Seven County Denver area Market Overview:

Statewide Market Overview:

Taking a more in-depth look at some of the state’s local market data and conditions, the Colorado Association of REALTORS® Market Trends spokespersons provided the following assessments:


“As we move into the holiday season, we are going into it with a lower housing inventory by as much as 63% in some Aurora, Centennial, Greenwood Village zip codes. The 80010-zip code has inventory down by 63% over 2022 and a median price up from one year ago by 1.3% at $405,000 for a single-family residential home. This is probably one of the most affordable zip codes in the Aurora-Denver metro area. This zip code is near the CU Health Science center and Children’s Hospital. Heading south to 80013, inventory is down by 34% and median price is $487,000. This is a more central Aurora location with easy access to Buckley AFB. 80015, in the southeast area of Aurora, shows an inventory drop of 43% over last year at this time and a median price of $567,700, which is a price up just slightly over last year. The far southeast area, 80016, shows inventory down by 24% and a median price of $770,000. The median price for a townhome is $345,000 with inventory down 14% from a year ago.  

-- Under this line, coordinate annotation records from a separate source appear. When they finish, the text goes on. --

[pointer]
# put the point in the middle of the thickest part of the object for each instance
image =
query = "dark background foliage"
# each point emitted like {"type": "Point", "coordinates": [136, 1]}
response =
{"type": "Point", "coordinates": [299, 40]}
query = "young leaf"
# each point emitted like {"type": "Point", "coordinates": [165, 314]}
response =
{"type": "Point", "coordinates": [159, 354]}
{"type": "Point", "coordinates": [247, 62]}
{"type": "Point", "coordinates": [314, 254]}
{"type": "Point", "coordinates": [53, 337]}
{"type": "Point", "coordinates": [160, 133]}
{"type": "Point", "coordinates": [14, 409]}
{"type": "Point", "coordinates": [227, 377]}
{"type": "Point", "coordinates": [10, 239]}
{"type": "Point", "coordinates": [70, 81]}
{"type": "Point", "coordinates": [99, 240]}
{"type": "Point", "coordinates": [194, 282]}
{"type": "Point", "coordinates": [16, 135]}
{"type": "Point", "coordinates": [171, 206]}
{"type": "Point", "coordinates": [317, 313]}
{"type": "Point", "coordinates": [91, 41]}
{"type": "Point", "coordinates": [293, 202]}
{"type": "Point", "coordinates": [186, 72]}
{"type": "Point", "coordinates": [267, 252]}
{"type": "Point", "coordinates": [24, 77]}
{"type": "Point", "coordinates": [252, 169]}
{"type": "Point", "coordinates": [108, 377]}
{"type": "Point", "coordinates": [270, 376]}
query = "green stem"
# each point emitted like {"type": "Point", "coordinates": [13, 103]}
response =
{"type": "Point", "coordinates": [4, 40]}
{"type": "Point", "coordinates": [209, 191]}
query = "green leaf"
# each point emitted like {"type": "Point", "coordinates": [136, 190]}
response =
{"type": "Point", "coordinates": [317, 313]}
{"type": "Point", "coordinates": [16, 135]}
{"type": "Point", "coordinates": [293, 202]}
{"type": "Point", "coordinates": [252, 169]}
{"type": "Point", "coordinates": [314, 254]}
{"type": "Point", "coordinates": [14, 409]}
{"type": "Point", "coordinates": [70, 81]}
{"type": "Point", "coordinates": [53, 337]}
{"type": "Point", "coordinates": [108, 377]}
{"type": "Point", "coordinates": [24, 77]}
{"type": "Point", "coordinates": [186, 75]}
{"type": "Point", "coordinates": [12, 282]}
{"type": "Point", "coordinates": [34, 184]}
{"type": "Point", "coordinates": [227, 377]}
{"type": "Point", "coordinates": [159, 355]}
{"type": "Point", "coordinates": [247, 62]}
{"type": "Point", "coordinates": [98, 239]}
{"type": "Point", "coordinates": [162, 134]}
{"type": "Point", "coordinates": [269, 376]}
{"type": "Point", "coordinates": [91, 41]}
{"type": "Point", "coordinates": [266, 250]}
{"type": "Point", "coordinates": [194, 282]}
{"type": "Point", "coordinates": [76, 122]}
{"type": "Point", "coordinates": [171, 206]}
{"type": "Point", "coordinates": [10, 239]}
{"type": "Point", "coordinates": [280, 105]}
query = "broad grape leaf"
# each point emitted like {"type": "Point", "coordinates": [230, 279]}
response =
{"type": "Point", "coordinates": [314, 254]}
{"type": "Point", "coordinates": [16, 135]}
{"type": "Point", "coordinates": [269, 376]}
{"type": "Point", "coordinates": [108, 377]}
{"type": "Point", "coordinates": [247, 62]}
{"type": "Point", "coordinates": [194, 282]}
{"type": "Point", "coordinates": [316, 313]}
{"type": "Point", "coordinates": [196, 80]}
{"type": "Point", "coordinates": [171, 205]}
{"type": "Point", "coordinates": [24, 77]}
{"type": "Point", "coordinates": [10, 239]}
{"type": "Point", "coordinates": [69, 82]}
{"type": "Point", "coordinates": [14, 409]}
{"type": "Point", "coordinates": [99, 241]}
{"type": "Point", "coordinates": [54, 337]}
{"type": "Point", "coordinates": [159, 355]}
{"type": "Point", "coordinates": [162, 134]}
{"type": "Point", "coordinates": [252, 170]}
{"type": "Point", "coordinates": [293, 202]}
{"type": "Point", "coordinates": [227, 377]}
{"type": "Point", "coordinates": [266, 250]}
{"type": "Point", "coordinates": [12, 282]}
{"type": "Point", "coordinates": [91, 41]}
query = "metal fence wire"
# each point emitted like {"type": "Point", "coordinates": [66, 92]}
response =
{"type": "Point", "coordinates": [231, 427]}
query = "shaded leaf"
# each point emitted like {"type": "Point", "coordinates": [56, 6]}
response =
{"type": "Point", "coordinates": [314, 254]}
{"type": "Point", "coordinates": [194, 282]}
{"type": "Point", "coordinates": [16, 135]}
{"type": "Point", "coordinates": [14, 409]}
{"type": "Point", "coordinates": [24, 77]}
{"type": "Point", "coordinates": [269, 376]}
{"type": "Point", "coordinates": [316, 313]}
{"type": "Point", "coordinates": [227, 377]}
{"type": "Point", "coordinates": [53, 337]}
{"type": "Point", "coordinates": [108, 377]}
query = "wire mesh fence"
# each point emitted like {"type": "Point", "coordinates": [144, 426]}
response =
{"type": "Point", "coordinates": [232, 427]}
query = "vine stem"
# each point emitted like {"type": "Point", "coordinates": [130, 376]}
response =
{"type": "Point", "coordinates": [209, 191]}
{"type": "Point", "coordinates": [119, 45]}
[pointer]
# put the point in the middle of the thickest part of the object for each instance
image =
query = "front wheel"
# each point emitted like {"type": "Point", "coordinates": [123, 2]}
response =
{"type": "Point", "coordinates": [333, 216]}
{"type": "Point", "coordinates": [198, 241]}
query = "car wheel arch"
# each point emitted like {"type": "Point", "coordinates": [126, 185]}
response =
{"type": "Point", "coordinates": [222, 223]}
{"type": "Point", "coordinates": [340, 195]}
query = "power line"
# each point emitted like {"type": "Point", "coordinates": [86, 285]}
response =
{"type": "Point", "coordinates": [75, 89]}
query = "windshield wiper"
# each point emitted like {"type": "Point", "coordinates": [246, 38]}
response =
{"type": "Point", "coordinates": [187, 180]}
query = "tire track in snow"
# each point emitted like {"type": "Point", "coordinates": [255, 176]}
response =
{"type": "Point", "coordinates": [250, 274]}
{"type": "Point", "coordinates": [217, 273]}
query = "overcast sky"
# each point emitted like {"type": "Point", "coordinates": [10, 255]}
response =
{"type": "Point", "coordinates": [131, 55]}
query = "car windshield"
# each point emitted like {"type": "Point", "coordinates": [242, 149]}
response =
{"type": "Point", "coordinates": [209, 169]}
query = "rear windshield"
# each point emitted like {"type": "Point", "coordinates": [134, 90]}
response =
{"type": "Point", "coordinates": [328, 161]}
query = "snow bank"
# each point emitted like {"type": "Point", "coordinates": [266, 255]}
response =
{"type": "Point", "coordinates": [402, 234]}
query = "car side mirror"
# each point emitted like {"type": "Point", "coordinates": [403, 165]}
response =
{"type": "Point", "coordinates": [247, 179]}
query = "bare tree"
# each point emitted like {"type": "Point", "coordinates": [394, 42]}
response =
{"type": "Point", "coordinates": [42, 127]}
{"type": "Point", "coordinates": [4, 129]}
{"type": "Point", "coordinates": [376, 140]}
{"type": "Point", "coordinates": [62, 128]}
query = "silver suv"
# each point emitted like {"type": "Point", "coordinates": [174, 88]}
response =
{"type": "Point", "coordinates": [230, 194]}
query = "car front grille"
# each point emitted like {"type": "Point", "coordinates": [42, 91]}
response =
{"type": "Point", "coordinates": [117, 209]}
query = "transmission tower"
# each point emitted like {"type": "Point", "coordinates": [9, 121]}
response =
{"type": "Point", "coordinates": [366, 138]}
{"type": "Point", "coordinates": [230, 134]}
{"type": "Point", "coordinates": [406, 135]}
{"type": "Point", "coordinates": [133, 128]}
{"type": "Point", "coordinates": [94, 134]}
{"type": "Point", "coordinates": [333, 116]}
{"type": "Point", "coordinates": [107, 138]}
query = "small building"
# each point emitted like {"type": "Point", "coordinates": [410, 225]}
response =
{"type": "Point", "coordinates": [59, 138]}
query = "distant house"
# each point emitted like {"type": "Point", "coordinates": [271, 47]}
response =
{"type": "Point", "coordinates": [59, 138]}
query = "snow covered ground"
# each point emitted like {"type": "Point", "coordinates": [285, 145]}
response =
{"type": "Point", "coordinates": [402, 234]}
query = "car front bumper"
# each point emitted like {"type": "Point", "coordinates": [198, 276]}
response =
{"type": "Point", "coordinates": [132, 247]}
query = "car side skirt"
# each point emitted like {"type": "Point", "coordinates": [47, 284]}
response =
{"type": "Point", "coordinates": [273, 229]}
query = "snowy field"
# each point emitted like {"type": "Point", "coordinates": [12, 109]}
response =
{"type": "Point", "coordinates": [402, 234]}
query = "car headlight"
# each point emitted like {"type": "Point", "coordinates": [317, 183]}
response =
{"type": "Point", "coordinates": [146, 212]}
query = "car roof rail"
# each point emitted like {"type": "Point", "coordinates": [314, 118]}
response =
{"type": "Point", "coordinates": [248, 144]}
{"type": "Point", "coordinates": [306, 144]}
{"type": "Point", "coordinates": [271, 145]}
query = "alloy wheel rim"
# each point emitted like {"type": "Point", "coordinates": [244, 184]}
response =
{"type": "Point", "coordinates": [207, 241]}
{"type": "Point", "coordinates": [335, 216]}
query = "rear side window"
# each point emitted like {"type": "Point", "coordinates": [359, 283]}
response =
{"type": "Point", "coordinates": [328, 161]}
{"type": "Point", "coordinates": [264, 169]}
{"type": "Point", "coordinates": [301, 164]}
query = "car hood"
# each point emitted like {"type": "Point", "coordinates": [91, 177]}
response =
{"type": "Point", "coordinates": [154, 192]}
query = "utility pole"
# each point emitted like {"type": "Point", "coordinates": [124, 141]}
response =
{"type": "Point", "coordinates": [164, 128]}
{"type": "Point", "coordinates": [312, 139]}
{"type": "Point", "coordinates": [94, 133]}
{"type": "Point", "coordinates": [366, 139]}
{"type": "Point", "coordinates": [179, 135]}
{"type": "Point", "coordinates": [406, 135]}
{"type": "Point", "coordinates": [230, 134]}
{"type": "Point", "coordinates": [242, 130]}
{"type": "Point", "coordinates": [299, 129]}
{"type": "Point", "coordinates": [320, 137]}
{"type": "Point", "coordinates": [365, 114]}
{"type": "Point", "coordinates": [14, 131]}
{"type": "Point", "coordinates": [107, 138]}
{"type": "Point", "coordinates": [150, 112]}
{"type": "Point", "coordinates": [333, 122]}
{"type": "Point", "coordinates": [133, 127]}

“For buyers waiting for the interest rates to drop, it is important to remember that when the rates drop, if they do, we will see another frenzy and very high demand for the low number of homes that are on the market. This is the time of year when sellers are a little more giving, like Santa Claus. We are seeing sellers that are more negotiable on price and seller concessions. The motivated sellers that are not wanting to have their home on the market during the cold and blustery winter months are usually more open to consider an offer. It just takes the right seller and a well-qualified buyer. Buyers – now might be the best window of opportunity,” said Aurora-area REALTOR® Sunny Banka.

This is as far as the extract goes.